Vol. 9, Issue 1, Part G (2025)

Bioinformatics: The role of machine learning in revolutionizing biological data analysis

Author(s):

Upti Aayer and Pratibha Parihar

Abstract:

The advent of machine learning has revolutionized the field of bioinformatics, enabling unprecedented analysis and interpretation of complex biological datasets. This paper explores the integration of machine learning techniques in various bioinformatics applications.
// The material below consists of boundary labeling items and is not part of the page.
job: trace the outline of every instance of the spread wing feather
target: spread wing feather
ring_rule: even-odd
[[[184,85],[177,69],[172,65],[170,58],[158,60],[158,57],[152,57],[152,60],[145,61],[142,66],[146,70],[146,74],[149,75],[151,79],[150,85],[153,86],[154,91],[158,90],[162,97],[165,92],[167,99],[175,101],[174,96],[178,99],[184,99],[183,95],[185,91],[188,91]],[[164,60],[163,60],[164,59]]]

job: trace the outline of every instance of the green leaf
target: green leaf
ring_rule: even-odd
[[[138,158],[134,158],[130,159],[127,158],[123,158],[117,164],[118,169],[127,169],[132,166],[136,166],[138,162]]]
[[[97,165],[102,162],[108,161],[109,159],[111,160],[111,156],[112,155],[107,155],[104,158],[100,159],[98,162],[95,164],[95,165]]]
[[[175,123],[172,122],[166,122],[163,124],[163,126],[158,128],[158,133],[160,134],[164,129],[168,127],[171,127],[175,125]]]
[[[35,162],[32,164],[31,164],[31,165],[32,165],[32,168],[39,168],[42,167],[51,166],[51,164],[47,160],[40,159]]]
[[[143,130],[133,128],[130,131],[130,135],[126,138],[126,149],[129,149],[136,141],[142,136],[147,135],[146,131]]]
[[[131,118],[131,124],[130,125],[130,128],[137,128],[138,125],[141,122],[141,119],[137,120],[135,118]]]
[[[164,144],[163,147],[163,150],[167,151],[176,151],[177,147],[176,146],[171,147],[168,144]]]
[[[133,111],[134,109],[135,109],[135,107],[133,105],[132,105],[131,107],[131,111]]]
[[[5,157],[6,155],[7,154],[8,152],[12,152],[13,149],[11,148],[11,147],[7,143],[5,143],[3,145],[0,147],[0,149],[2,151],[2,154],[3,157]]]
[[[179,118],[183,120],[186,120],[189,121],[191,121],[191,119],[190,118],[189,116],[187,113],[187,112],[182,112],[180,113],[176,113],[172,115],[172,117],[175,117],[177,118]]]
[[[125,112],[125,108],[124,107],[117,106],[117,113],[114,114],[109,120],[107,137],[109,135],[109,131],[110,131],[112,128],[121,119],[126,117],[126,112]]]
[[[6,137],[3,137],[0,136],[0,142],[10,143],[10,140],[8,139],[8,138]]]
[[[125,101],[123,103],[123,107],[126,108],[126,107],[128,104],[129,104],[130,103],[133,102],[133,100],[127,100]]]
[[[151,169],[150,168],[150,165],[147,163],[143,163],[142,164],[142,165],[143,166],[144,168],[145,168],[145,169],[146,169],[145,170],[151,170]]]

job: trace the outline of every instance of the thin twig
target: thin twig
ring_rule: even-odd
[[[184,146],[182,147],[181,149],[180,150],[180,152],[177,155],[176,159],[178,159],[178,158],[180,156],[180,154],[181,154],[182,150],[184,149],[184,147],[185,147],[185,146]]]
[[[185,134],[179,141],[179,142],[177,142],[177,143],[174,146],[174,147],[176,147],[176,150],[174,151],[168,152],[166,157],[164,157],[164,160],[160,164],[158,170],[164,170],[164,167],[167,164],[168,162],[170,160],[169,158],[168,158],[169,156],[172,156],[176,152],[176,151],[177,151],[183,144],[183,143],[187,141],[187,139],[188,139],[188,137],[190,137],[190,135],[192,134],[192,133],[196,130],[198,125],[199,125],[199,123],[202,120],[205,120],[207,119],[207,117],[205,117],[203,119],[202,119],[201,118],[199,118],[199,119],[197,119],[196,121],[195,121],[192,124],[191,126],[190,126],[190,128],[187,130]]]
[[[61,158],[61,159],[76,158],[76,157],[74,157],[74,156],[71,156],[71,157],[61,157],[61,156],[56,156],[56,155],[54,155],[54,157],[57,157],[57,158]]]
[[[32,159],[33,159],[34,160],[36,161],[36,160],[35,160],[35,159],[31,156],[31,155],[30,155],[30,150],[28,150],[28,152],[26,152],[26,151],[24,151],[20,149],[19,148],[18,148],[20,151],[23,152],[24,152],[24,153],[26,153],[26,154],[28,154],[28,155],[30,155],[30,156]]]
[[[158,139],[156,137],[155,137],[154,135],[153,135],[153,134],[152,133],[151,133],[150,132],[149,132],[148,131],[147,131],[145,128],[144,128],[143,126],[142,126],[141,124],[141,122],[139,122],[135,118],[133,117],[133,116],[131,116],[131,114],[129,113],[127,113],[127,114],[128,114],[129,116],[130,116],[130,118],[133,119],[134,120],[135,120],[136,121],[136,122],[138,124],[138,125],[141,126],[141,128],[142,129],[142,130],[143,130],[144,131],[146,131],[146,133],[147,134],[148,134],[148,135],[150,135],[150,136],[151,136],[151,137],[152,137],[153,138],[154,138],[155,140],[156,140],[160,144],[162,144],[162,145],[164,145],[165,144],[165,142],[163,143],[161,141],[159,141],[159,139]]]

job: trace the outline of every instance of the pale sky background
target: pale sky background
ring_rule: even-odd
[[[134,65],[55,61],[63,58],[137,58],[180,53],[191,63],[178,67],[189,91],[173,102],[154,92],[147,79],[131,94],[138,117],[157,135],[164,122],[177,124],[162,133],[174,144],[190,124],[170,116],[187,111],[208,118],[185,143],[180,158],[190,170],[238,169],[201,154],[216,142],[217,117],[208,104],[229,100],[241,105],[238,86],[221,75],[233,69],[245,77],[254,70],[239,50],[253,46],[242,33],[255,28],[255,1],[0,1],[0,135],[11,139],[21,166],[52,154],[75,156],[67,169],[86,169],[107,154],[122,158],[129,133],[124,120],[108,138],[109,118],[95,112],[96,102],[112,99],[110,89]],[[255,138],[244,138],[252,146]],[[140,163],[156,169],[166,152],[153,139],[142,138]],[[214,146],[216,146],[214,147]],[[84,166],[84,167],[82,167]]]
We discuss the potential of machine learning algorithms, such as deep learning, random forests, and support vector machines, to uncover insights from vast and diverse biological data. Key challenges, including data heterogeneity, interpretability of models, and ethical considerations, are highlighted. Additionally, future directions are outlined to emphasize the transformative impact of machine learning in advancing personalized medicine and understanding biological systems. This work underscores the necessity for interdisciplinary collaboration to harness the full potential of machine learning in bioinformatics.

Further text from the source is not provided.